Book Review Title

「シカゴ・ブルズ勝利への意識革命」 (フィル・ジャクソン著、PHP研究所)

バスケと禅!?

原題は「Sacred Hoops(聖なるフープ)」ということで、ちょっと精神世界を感じさせるものです。
それはもちろん、ジャクソンが禅の精神を北米のコーチングの世界に持ち込み一躍注目されたところから来ます。

というか、マイケル・ジョーダンをして「私がチームに残る条件はフィルが監督を辞めないことだ」と言わしめた男が禅とか何とか言ってるよ、ということで注目されたと言うべきでしょうか。しかしバスケになぜに禅??そういえばメントレの話も最終的には禅の呼吸法とかそういう世界に行きがちです。

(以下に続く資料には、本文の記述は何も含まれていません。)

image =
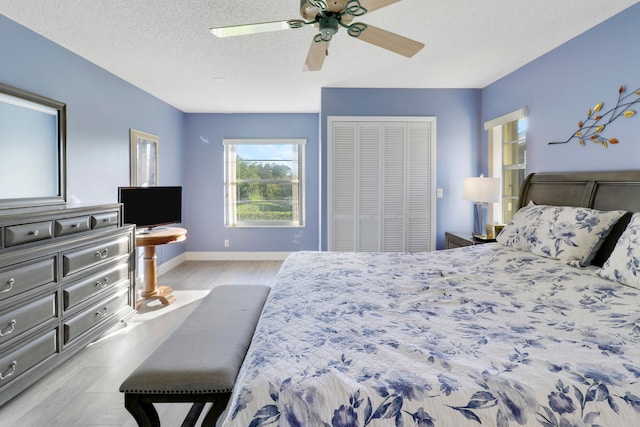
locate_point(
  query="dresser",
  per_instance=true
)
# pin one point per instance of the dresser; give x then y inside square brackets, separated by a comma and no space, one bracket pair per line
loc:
[66,277]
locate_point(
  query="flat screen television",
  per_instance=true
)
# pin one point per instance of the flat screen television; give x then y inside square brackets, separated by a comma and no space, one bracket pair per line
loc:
[149,207]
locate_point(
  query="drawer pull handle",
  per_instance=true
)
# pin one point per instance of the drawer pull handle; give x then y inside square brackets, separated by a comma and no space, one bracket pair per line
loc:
[12,327]
[102,254]
[12,370]
[102,313]
[103,283]
[8,286]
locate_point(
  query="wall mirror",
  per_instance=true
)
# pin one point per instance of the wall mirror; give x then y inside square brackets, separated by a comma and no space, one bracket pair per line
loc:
[32,149]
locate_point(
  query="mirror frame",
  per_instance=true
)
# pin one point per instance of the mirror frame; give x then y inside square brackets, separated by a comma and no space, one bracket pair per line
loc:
[61,107]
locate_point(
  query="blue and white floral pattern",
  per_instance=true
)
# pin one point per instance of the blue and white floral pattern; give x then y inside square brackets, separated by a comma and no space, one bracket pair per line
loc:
[566,233]
[477,336]
[623,264]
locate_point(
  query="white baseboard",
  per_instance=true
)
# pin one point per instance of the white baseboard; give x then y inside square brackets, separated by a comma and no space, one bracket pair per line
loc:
[236,256]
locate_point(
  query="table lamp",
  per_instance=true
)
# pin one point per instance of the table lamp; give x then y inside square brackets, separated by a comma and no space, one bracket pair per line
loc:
[482,191]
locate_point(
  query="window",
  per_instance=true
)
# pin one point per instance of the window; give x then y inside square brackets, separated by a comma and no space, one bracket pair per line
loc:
[507,161]
[264,180]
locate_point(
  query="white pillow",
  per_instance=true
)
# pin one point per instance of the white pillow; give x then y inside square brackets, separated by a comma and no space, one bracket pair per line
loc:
[567,233]
[624,263]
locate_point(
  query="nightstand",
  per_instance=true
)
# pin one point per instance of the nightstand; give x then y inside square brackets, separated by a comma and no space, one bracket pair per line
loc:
[458,239]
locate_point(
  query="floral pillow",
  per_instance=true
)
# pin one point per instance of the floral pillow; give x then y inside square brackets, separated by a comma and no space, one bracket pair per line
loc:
[516,233]
[624,263]
[567,233]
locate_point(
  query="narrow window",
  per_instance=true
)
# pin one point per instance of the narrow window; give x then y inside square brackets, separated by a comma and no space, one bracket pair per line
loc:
[264,180]
[507,161]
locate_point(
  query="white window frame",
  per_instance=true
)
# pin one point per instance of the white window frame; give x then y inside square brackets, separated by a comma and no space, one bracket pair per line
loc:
[496,168]
[230,183]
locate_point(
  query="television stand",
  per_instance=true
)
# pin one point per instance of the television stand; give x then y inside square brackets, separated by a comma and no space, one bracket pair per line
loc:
[149,241]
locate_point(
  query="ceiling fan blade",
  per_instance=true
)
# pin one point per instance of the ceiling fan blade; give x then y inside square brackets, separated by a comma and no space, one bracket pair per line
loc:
[370,6]
[316,55]
[262,27]
[386,39]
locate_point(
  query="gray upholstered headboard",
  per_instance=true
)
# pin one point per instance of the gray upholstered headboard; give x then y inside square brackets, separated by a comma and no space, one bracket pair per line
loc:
[598,190]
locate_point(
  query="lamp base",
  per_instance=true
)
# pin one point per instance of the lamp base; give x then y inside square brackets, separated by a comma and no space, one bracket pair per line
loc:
[480,219]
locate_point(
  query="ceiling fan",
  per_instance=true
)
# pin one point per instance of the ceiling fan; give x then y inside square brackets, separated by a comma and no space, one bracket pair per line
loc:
[329,16]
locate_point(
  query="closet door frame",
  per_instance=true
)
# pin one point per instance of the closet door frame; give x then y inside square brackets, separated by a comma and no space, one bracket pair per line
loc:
[331,120]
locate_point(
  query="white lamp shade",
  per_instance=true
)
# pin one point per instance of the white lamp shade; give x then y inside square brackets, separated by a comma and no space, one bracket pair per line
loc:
[482,189]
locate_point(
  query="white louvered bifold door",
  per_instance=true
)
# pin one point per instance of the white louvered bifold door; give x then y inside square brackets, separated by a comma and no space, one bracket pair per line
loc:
[380,195]
[343,174]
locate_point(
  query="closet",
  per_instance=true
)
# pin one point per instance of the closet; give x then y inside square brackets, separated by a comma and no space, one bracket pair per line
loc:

なぜ? 日本のジャーナリズムが欧米のコーチングを取り上げるときは「日本式の型にはめる指導ではなく、個性を生かすプレー」とかわいく言ってますが、私は実際北米で指導した経験上、やつらの個性は個性を越えてわがままである場合がほとんどだといえます。一流ならまだしも三流のガキでもコーチの指導法には堂々と逆らい、そして自分の責任は余裕で放棄することなんてよくあることです。とにかく扱い辛いったらありません。私が見てきた中でもいろいろありました。大事な試合でバカな反則をとられた子をそのあとベンチに下げたら、逆切れされた...とか、それを見ていた親がコーチに切れたとか、チームの中心選手が「疲れた」といって肝心なときに出場を拒否したりとか、まったくもって自己中なのです。

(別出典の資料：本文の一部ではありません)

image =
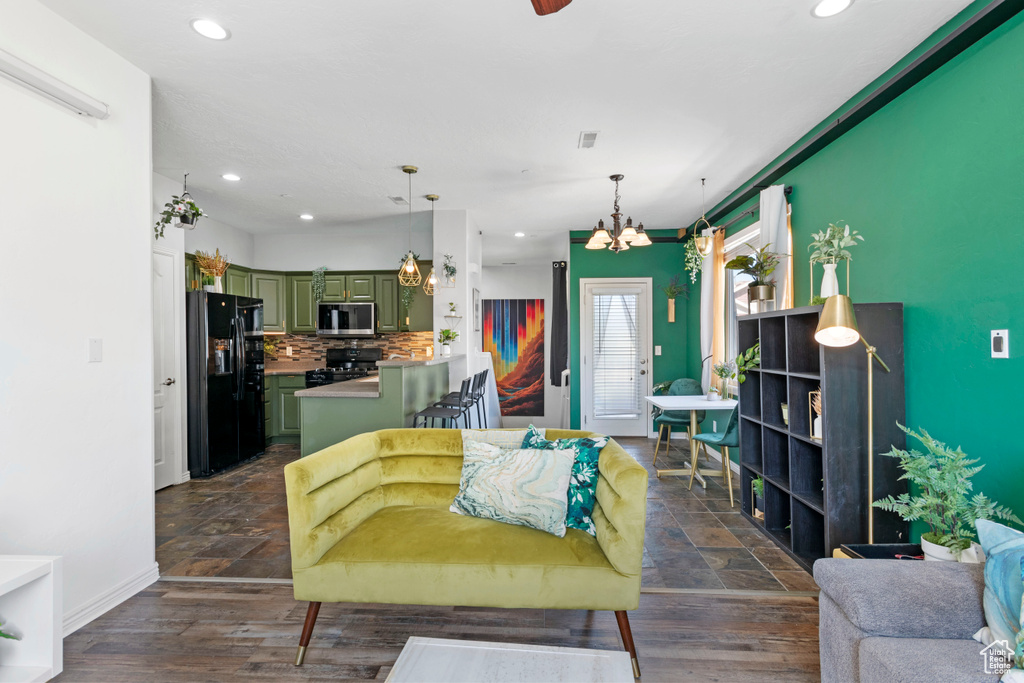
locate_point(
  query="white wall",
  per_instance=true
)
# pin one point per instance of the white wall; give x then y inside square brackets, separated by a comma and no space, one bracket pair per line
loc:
[76,438]
[209,233]
[373,245]
[527,282]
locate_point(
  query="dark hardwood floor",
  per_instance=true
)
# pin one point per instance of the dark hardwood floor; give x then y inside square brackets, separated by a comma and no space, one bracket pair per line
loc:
[225,632]
[235,524]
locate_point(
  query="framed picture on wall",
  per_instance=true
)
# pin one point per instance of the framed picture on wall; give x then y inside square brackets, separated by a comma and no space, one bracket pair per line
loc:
[476,309]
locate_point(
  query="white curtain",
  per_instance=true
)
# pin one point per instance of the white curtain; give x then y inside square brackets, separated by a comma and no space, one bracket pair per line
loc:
[707,319]
[775,229]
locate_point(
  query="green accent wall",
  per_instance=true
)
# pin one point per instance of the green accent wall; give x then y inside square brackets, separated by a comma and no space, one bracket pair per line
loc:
[934,181]
[659,262]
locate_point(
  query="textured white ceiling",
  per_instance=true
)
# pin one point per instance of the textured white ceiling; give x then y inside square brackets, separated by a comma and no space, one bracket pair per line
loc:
[326,99]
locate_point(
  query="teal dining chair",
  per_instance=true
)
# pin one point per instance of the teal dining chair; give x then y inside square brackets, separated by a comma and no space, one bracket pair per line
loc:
[723,441]
[666,420]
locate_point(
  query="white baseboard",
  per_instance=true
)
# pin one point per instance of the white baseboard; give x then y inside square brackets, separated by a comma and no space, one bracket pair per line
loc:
[76,619]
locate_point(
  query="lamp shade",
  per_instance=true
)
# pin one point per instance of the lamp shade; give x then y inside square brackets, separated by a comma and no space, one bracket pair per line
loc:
[838,325]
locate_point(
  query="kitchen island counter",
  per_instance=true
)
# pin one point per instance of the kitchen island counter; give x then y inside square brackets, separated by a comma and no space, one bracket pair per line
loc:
[333,413]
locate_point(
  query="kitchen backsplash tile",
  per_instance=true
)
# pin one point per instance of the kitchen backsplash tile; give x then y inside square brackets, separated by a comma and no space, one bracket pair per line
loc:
[311,347]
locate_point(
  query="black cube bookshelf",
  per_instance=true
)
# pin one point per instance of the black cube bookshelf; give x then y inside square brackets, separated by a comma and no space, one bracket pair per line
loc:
[816,489]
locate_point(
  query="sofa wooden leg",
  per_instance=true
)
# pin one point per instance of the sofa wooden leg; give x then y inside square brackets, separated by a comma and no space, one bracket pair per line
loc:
[624,629]
[307,632]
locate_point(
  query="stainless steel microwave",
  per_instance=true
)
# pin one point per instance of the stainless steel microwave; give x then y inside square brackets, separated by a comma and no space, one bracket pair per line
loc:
[346,319]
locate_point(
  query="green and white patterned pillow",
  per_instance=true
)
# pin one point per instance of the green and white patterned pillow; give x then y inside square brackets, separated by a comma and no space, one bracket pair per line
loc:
[521,486]
[583,484]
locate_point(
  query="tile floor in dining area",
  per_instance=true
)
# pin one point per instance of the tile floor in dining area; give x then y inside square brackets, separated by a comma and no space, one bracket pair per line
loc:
[235,524]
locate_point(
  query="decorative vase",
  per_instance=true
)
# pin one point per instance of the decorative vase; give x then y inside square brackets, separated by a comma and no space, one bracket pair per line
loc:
[829,283]
[936,552]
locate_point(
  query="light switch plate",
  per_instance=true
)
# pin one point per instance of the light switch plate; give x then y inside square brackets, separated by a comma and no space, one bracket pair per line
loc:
[1000,343]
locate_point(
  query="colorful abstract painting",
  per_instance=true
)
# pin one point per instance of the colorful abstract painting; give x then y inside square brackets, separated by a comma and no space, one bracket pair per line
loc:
[513,334]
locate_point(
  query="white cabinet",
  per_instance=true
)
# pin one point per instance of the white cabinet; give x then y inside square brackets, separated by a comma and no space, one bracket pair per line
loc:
[31,608]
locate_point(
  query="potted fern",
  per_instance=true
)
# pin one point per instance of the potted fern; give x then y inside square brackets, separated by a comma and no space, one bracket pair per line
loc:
[942,476]
[759,265]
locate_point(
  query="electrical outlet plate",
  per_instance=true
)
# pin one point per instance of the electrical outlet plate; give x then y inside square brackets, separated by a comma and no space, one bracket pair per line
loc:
[1000,343]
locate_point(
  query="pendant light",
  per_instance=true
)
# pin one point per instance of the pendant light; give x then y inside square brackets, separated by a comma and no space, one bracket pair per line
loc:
[704,242]
[621,237]
[410,275]
[428,286]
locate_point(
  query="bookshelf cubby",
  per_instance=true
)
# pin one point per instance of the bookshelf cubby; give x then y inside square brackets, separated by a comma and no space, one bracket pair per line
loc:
[816,489]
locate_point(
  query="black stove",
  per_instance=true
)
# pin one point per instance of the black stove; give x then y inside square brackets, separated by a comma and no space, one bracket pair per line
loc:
[344,365]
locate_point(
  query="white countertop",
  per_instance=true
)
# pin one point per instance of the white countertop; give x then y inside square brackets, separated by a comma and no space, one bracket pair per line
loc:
[407,363]
[365,387]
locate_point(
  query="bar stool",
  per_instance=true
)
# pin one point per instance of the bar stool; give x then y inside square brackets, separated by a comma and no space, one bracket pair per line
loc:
[448,416]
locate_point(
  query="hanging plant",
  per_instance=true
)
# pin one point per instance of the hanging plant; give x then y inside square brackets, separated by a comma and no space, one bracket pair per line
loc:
[181,209]
[449,268]
[692,260]
[320,283]
[408,294]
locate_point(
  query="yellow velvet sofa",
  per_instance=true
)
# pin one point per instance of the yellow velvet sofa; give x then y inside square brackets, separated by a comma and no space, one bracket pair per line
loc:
[370,522]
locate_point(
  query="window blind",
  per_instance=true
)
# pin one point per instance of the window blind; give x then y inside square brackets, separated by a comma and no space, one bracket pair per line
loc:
[616,356]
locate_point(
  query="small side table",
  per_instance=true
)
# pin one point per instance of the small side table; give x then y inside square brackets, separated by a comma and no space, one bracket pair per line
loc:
[31,602]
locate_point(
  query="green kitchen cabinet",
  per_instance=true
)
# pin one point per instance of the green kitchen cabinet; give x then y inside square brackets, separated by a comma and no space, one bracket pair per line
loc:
[334,289]
[289,421]
[339,289]
[301,307]
[387,303]
[236,281]
[270,288]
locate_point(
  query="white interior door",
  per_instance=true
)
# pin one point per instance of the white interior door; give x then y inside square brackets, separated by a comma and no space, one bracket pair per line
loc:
[615,355]
[167,383]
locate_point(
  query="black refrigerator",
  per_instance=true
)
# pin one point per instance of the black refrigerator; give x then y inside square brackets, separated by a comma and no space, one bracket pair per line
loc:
[225,381]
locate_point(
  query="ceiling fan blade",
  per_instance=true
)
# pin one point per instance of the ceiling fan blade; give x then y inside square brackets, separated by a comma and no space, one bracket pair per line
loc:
[549,6]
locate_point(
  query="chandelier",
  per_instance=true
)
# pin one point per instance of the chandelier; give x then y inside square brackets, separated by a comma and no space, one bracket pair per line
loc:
[621,237]
[409,274]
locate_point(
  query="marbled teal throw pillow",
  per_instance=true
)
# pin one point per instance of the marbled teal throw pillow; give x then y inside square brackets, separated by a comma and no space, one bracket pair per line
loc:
[504,438]
[1004,587]
[583,484]
[525,486]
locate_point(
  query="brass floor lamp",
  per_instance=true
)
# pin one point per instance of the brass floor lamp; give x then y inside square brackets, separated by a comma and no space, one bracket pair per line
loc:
[837,328]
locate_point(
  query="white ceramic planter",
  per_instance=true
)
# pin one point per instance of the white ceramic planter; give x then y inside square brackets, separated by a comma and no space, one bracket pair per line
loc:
[972,555]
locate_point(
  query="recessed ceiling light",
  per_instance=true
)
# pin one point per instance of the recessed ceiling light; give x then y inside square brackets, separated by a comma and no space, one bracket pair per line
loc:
[826,8]
[211,30]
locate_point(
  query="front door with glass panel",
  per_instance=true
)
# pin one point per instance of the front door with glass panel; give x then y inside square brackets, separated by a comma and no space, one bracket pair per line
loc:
[615,355]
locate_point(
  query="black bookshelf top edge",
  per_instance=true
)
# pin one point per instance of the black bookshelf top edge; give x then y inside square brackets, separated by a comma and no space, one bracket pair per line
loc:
[816,505]
[807,376]
[803,310]
[806,439]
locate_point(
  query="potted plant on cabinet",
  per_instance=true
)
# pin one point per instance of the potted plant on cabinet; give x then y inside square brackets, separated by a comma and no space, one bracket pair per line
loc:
[829,249]
[759,265]
[758,491]
[445,337]
[942,476]
[673,290]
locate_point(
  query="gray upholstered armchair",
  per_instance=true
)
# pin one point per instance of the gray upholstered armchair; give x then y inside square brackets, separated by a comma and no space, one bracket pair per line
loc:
[895,622]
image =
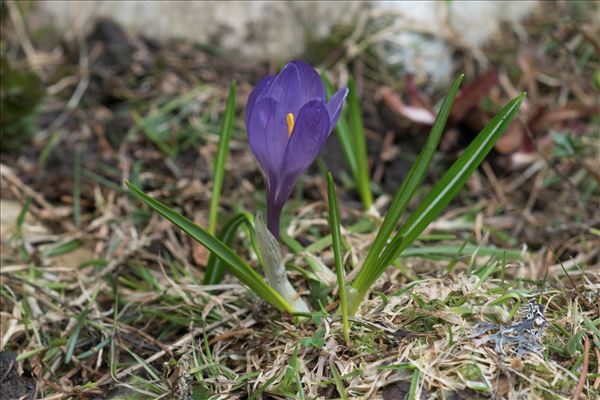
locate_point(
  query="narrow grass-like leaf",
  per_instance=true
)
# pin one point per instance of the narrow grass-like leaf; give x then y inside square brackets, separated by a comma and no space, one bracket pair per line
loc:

というわけで、特に北米のコーチングでは、選手たちの自我をいかに押さえ、チームに貢献させるか、ということが大きな課題になります。
「一人一人がチームのことを考えてプレーすれば、最終的にはその恩恵が一人一人に帰ってくる」ということを理解してもらうのが、大変なのです。

ジャクソンはそのへんのヒントを「無私」「諸行無常」などという禅の精神や、ネイティブアメリカン(ホピ族やスー族など)の教えに得たらしいのです。 ジョーダンなければジャクソンの栄光なし...みたいに言われることも多い人ですが、実際には彼は一人のスーパースターの才能に頼るバスケに愛想を尽かしてコーチを辞めかけたことがあり、一人一人の才能の総和以上の何かをチームに見出す方法を、つまりジョーダンに他人を使ってプレーさせることを学ばせる過程で、ヨガや禅の教えを活用したそうです。

ここら辺の展開は、アプローチこそ微妙に違えど、実は次回に紹介するパット・ライリーとマジック・ジョンソン、カリーム・アブドゥル・ジャバーの関係に似ており、「北米のスポーツコーチングにおける成功の鍵」が見えてくるような気がします。

悟りへの道は遠し...

なんだかすごそうですが、結構笑える箇所もあります。マイナーリーグのコーチ時代、敵地の薄気味悪いロッカールームで試合前に瞑想していたときのこと、大の苦手である蜘蛛が、しかもソフトボール大のオオツチグモがぶら下がっているのを発見!!!恐怖と戦いながら蜘蛛が壁を這っていく瞬間を凝視し、その瞬間心の平安が得られたとか...。ほんまかいな? そりゃあ日本語では「身がすくんだ」って言うのではなかろうか...?

最近ジャクソンはロサンゼルス・レイカーズの監督に就任。問題児だったスター選手シャキール・オニールに焼きを入れ、チャンピオンチームに仕立て上げました。大したもんです。でもレイカーズのオーナーの娘(もちろん20歳以上年下)と不倫したとかしないとかでも話題になりました。...この人、意外と悟りへの道は遠そうです。